4
votes

I am learning about higher-order functions from 'Learn You a Haskell for Great Good!' by Miran Lipovaca. I know that the flip function takes a function and returns a function like the original, but with the first two arguments flipped.

I don't fully understand how the following example with the map function works.

ghci> map (flip subtract 20) [1,2,3,4]
[19,18,17,16]

Map takes a function and applies it to each element of the list, resulting in a new list. But since flip is the function map takes, with parameters subtract 20 [1,2,3,4], would the resulting function be 20 subtract [1,2,3,4]?

I don't think this is correct since a value such as 19 is only produced if you type subtract 1 20. I am not sure how subtract would work in the above example to produce the output list.

3
Basically flip is sometimes unnecessary if you could use an infix notation of a function. Such as `subtract` 20. So you may do map (`subtract` 20) [1,2,3,4]. Or better map ((-) 20) [1,2,3,4]Redu
The parentheses are important – you can't "decompose" (flip subtract 20).molbdnilo

3 Answers

8
votes

No, here the function map :: (a -> b) -> [a] -> [b] takes is (flip subtract 20), this is the parameter you pass to map. So that means that:

map (flip subtract 20) [1,2,3,4]

is equivalent to:

[flip subtract 20 1, flip subtract 20 2, flip subtract 20 3, flip subtract 20 4]

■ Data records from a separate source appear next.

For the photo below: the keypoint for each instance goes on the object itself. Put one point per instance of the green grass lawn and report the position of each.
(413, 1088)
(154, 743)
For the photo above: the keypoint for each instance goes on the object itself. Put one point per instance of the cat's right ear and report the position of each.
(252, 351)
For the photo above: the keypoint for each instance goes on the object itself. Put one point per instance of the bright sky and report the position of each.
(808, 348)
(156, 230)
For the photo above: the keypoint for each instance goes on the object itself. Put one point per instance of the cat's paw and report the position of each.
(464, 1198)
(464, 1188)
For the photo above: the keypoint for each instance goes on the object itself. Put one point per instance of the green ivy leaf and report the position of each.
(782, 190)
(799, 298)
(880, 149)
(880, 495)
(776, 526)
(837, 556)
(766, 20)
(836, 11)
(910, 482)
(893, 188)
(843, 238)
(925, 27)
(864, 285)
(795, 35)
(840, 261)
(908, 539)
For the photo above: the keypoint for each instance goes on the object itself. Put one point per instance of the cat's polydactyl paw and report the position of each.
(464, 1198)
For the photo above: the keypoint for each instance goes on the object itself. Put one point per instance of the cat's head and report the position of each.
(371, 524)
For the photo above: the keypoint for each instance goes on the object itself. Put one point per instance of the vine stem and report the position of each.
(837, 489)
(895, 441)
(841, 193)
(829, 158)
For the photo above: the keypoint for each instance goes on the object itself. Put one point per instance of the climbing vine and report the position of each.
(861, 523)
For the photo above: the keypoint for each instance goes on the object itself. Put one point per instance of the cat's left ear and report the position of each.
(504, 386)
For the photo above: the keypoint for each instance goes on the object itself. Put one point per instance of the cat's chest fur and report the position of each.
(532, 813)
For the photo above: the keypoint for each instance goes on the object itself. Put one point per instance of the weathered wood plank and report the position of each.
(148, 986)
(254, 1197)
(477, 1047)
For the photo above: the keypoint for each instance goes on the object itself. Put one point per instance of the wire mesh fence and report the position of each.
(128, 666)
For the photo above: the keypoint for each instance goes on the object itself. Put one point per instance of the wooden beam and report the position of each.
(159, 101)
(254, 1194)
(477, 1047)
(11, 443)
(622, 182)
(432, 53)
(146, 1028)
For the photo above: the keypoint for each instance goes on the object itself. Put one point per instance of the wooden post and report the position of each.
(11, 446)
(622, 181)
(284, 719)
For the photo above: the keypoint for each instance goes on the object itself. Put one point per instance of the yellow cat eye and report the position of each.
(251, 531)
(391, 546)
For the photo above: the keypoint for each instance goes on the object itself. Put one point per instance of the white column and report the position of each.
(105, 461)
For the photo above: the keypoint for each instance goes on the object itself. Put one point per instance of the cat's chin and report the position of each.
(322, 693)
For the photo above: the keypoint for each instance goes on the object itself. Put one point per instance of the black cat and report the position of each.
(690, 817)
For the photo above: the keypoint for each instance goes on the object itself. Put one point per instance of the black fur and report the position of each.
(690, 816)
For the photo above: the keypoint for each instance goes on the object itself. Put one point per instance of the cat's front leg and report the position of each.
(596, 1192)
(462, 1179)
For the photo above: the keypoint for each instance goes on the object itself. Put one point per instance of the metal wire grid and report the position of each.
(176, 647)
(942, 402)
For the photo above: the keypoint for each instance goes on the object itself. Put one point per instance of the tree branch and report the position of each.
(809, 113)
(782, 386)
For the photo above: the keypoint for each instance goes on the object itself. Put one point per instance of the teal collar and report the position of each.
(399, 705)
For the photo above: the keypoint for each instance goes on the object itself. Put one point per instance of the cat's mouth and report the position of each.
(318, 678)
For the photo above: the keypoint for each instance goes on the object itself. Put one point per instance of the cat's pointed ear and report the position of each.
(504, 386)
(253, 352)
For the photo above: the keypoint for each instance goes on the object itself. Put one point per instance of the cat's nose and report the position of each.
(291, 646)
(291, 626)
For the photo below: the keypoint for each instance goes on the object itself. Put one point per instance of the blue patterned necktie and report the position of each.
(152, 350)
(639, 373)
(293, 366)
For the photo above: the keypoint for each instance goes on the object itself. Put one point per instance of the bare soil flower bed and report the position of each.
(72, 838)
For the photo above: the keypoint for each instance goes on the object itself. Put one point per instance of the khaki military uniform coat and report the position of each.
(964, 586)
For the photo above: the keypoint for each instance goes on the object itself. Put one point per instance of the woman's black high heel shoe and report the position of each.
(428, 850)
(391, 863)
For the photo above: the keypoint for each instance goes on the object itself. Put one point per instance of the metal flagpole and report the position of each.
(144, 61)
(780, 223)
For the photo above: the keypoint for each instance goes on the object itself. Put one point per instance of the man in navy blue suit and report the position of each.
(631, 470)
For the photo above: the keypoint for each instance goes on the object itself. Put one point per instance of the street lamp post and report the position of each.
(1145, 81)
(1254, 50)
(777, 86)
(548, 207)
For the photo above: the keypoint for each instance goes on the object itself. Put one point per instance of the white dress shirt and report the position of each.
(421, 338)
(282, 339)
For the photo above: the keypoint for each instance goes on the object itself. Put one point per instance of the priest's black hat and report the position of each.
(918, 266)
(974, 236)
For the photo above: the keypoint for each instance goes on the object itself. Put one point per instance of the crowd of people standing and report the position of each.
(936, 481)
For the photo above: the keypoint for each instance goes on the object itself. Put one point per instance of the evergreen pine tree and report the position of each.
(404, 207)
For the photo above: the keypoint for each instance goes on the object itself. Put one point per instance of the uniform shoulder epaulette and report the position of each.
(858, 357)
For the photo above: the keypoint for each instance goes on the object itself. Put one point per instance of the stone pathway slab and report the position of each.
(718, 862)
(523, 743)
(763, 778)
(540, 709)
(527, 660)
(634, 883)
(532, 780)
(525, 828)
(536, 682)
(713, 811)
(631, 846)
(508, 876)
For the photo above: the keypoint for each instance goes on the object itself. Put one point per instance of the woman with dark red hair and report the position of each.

flip :: (a -> b -> c) -> b -> a -> c is a function that takes a function and flips the parameters. So flip subtract 20 is semantically equivalent to \x -> subtract x 20. Our list is thus equivalent to:

[subtract 1 20, subtract 2 20, subtract 3 20, subtract 4 20]

subtract :: Num a => a -> a -> a is the "flipped" version of (-), so it is equivalent to:

[20 - 1, 20 - 2, 20 - 3, 20 - 4]

and thus equivalent to:

Prelude> map (flip subtract 20) [1,2,3,4]
[19,18,17,16]

A shorter version of the above expression is thus:

map (20 -) [1,2,3,4]
3
votes

But since flip is the function map takes...

No. map takes the function as its first parameter - which here is flip subtract 20. This is indeed a function, as we'll now see (if it wasn't, the compiler would raise an error because it's expecting a function here).

We'll start with subtract - which is actually defined as flip (-). This means flip subtract is simply (-), or:

flip subtract = \a b -> a - b

as opposed to

subtract = \a b -> b - a

So, by currying:

flip subtract a = \b -> a - b

and substituting in 20:

flip subtract 20 = \b -> 20 - b

So flip subtract 20 is indeed a function, which returns the result of subtracting its argument from 20. mapping this function over the list given gives the result shown.

3
votes

flip has the following functionality: it applies a given function on the two given parameters in reverse order ("flipped").

Prelude> :t flip
flip :: (a -> b -> c) -> b -> a -> c

That's how (flip subtract 20) becomes the function f(x) = 20-x, where (subtract 20) corresponded to g(x) = x-20.

Then, f is applied to each list item using the map function.